The dog faced me. Its snout twitched. But it didn't bark; it merely stared. And I realized that above it, there on the fence, fused again with the fence as with the tree, was the creature. 

I was crossing the road before I was thinking. I didn't look left and right like parents were always telling you. I simply went. The dog was situated like a sphinx. He didn't do anything. And so I walked right up to him, laid my fingers down, somewhat discolored from the fall, and gave a firm rub.  

I was walking again, seconds later I suppose. Or maybe it had been minutes. But I was walking, because I was following. The creature drifted above me. A woman in a sports bra and baseball cap jogged by me with her unstained white New Balances. 

She looked at me with a twinkle and a smile, but she didn't look up. I couldn't hear the birds, but I could see the bees. They were flourishing amid a tangle of honey suckles that stuck through the spaces in a fence. They buzzed merrily, courting the flowers, mingling. I walked to the fence. The creature drifted and lowered on the other side. I could not see, but I knew, I absolutely knew, that it had landed on the roof of this latest house.  

I felt along the fence as I went, across the silky coolness of the honey suckles. But I was not the only one. A click came from several feet ahead. I caught a fleeting glimpse of black fingers trailing inside the opened gate. They were not the fingers of a man. They were black and long; a most soulless black. But they were already gone, and so I jogged forward. The gateway to the yard was unlocked 

So I entered.  

Sometimes we see things that need to be explored. They might be corners that we've passed day by day without thought. They might be bushes, or pathways, or a small crevice between tight homes. But they're usually something we always see. And we usually don't care. But when we do... 

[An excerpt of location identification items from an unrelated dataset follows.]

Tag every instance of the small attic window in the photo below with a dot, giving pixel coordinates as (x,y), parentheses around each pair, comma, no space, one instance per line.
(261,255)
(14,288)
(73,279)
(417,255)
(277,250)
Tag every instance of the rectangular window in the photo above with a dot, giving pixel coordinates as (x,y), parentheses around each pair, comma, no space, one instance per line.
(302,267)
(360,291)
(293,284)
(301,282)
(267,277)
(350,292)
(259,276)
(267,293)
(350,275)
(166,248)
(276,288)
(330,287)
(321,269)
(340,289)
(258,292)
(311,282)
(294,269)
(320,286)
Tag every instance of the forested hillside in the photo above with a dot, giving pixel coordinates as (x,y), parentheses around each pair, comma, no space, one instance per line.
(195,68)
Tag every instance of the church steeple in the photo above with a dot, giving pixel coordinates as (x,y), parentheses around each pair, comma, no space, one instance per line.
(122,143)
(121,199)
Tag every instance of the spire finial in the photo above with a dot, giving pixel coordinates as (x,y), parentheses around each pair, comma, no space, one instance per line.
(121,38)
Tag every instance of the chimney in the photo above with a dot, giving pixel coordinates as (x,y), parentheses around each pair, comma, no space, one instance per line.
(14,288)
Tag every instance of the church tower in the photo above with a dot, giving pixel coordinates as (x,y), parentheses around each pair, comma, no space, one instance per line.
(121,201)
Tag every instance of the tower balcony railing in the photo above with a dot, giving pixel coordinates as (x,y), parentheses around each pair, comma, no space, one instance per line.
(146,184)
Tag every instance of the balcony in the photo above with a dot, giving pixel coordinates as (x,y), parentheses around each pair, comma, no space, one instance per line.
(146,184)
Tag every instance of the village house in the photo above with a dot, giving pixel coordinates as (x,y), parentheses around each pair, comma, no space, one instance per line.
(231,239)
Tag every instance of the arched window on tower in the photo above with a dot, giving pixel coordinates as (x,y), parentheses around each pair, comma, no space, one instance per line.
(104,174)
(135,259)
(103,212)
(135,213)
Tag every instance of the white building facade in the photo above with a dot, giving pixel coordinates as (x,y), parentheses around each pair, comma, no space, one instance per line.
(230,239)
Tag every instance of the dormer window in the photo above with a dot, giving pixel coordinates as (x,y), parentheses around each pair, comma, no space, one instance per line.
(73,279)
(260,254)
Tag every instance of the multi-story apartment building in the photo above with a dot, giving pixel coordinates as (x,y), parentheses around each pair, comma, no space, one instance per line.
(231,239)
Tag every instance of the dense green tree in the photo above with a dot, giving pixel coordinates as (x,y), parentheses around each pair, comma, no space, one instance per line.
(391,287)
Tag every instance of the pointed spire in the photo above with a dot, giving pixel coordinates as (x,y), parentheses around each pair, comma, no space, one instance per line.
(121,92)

I entered the yard. It was just like my own yard, except for the garden. There was a small garden along the left and back sides of the fence. Mostly the honey suckles, but some beautifully interwoven roses and tulips as well. It was a marvelous chaos of floral proportions; like somebody took a giant bouquet and planted it, and fed it, and nourished it, and allowed it the creative freedom to bloom to its own tune.